Author John Dunning once said that “Gunsmoke is routinely placed among the best shows of any kind and any time.” Accolades like that require a lot of pieces falling into place. While the writers compose engaging scripts, directors refine blocking, and set designers establish atmosphere, the actors must bring characters to life. And Gunsmoke had some of the best. While Marshall Matt Dillon ran most of the show, even he needed help in the form of a deputy. Dennis Weaver played one of his trusted deputies, Chester “Proudfoot” Goode. But what did he get up to after the famous western ended?
Dennis Weaver’s story begins on June 4, 1924. From an early age, Weaver knew he wanted to become an actor. Like many actors before, he got his start on a Broadway cast as an understudy specifically. On the side, he took several odd jobs like selling tricycles, vacuums, and undergarments. Finally, a bit of networking proved the benefit of building bridges when he landed a contract with Universal Studios. But Gunsmoke in particular marked his big break into fame.
Why did Dennis Weaver leave Gunsmoke?
Gunsmoke helped make Dennis Weaver a household name. And, as Chester, the only man Matt Dillon could trust, he helped Gunsmoke stand out. In fact, thanks to all its stellar ingredients, Gunsmoke became one of the longest-running westerns, even beating Bonanza. Weaver had the chance to inject some changes into the TV adaptation by giving Chester a limp. The radio drama couldn’t quite portray that the same way. Some speculate why he did this exactly. One popular explanation stems from the fact that Weaver actually looked too much like a lead man, even next to star James Arness. Reportedly, he also walked with a pebble in his show to encourage the limp. Later, Weaver regretted this because of its impact on his body.
Some extrapolation states Chester got this limp during – and because of – the Civil War, before the events of the show. But after the show began, Weaver started feeling chafed. He feared he’d get stuck as Chester. Indeed, typecasting is a fate many TV stars risk in their field. In 1964, he got to shed the limp and become a lead man in NBC’s Kentucky Jones.
After hanging up his holsters
Weaver’s departure came nine years after he first joined the cast of Gunsmoke. Kentucky Jones ended up lasting for just one season but it gave Weaver a taste of the independence and stardom he craved. And again, he had the chance to play a lead character with the police drama McCloud. This time, he was the sheriff, not the deputy!

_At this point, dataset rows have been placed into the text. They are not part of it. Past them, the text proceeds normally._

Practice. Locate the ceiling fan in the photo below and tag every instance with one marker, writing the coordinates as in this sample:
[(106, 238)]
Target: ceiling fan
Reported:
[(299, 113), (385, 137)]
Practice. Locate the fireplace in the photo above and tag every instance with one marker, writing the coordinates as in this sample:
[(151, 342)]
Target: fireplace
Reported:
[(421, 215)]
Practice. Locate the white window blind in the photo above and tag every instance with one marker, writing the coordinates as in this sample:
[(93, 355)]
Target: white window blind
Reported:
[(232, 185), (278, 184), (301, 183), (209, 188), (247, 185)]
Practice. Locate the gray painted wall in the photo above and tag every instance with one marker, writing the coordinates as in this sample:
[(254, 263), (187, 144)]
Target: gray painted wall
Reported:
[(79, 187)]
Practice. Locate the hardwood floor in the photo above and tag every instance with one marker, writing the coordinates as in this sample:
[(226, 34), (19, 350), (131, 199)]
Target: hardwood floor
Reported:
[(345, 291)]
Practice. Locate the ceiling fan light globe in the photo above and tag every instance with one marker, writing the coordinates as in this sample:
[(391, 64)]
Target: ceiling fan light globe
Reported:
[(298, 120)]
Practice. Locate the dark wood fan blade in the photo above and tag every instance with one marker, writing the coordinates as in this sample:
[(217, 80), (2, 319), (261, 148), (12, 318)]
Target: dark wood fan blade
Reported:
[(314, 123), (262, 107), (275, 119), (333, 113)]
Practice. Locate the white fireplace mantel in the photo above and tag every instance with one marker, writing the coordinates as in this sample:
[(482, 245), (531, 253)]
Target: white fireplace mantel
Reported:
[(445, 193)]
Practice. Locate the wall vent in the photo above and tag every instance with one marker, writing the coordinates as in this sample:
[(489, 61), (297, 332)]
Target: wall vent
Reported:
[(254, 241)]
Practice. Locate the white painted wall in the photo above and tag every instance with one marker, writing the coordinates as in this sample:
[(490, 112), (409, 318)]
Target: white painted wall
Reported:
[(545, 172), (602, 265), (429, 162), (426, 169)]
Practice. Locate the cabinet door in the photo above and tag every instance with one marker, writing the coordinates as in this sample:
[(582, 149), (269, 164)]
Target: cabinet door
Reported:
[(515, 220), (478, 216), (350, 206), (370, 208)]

Both before and after his retirement, Weaver was an avid environmentalist. For decades, he promoted caring for the ecosystem. But he also emphasized caring for one another as part of a larger mission to keep the world happy and healthy. To do this, he founded L.I.F.E. (Love is Feeding Everyone), which worked to feed some 150,000 of Los Angeles’s hungry each week. Weaver lived a life of success and charity for decades before his death in 2006. Rest in peace, our favorite deputy-turned-sheriff.